Mr. Trump’s outlandish statement has stirred the pot, at least in some circles. There are people saying, but wait a minute: is Trump really so wrong? I mean, if these women are really killing, why should they be given a pass?

There’s a Biblical backdrop that I think sheds some light on this topic. At different times, God gave His law some teeth by bringing immediate and ultimate judgment. Two of Aaron’s sons died because they burned the wrong incense in the tabernacle. Another 450 people died—burned by fire from heaven and then swallowed by the earth—because they challenged Moses’s authority to speak for God. During King David’s rule, a man died on the spot because he touched the ark of the covenant. And in the New Testament, Ananias and Sapphira were separately struck down for lying to God about how much money they made when they sold their house.

God acted with immediate judgment. And yet years later people were doing all kinds of things against His law—worshiping Baal in the temple, building high places all over Israel and Judah, handling the sacred temple vessels, and in Jesus’s day, priests cheating the people who wanted to bring a sacrifice. Yet, for all intents and purposes, God was silent.

Until He wasn’t.

It’s true He didn’t bring fire from heaven against those people. Yes, Jesus tossed out the priests making money at the expense of the worshipers, but some time later He had to get in that temple again and toss out all the crooks once more. It wasn’t like He blasted them off the planet. Just chased them away. You’d hardly say that measure up to those early judgments of God against the people of Israel who rebelled.

The point is, there came a time when God’s judgment changed from immediate to something different. Now He lets people dig their own graves. That process might take some time, but in the end, their way He will “have brought upon their heads” (Ezekiel 22:31).

In other words, none of the people who didn’t receive immediate punishment were getting away with breaking God’s law.

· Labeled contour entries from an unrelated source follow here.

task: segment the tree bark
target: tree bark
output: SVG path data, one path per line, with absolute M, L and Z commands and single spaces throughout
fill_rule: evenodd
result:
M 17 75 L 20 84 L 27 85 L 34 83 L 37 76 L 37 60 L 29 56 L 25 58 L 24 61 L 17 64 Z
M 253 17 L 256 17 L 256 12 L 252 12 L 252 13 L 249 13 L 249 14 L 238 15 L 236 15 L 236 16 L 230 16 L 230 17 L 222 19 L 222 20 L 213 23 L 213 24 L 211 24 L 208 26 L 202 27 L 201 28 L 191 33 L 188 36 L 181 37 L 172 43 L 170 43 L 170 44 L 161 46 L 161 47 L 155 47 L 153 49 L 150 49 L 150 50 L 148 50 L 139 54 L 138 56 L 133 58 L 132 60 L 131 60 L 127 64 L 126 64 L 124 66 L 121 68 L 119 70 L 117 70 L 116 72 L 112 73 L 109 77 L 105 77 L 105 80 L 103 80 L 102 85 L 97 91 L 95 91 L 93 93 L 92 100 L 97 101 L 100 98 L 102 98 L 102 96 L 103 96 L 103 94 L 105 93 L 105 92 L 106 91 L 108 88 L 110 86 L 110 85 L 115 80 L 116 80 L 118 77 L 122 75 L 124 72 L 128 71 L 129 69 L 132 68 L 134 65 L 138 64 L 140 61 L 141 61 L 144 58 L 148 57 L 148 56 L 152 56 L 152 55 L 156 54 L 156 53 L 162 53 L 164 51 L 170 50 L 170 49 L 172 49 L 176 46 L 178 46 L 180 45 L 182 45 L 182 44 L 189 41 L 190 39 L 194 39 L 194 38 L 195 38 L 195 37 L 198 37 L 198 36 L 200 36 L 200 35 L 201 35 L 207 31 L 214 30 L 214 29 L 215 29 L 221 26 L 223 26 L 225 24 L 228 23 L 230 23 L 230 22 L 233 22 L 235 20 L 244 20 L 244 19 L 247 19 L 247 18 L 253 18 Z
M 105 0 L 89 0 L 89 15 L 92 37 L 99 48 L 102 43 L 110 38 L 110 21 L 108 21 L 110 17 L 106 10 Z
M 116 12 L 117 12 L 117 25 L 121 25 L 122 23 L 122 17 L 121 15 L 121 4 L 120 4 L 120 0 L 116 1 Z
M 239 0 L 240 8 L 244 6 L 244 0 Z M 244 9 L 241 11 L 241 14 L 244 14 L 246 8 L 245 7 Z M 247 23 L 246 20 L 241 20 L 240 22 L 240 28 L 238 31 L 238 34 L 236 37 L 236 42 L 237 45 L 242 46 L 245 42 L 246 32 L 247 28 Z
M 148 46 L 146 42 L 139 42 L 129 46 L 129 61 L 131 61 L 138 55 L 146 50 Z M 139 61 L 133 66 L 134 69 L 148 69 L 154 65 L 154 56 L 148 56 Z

In fact we all will face a day of judgment. God’s servants will separate the wheat from the weeds, the sheep from the goats. And He will mete out to each what is fair and just. To the wheat, the sheep, He will give His welcome to His banquet table because of His Son Jesus, whose robe of righteousness we wear.

That welcome is for liars and prideful people, for idol worshipers and women who have had an abortion or two or three, for gossips and prostitutes, for the greedy and the envious—really for any sinner who confesses, repents, and walks in the newness of life provided by Christ’s shed blood.

The question, then, isn’t whether woman should be punished for having an abortion. That matter is in God’s hands. The only thing we have to ask is whether we as a society that propagated the lie that abortion is not wrong, can avoid God’s wrath. We might also ask if we should do more than Jesus did when He faced an adulterous woman and said, “Go and sin no more.”

It seems to me, we stand with no defense before God for allowing abortion in our land and worse, for importing it to other places. We are guilty as a society. But what hypocrisy if we were to scapegoat the women we have convinced by our lies—if we were to suddenly tell them that they are the guilty ones for believing what our leaders have been telling us for decades.

Make no mistake, those women will one day face the judgment. I know of any number of women who had abortions who will be at the banquet table, their sins, including their abortions, cast into the sea of God’s forgetfulness. Others, however, will stand guilty, not of having had an abortion, but of refusing to accept God’s Son.

For God did not send the Son into the world to judge the world, but that the world might be saved through Him. He who believes in Him is not judged; he who does not believe has been judged already, because he has not believed in the name of the only begotten Son of God. (John 3:17-18)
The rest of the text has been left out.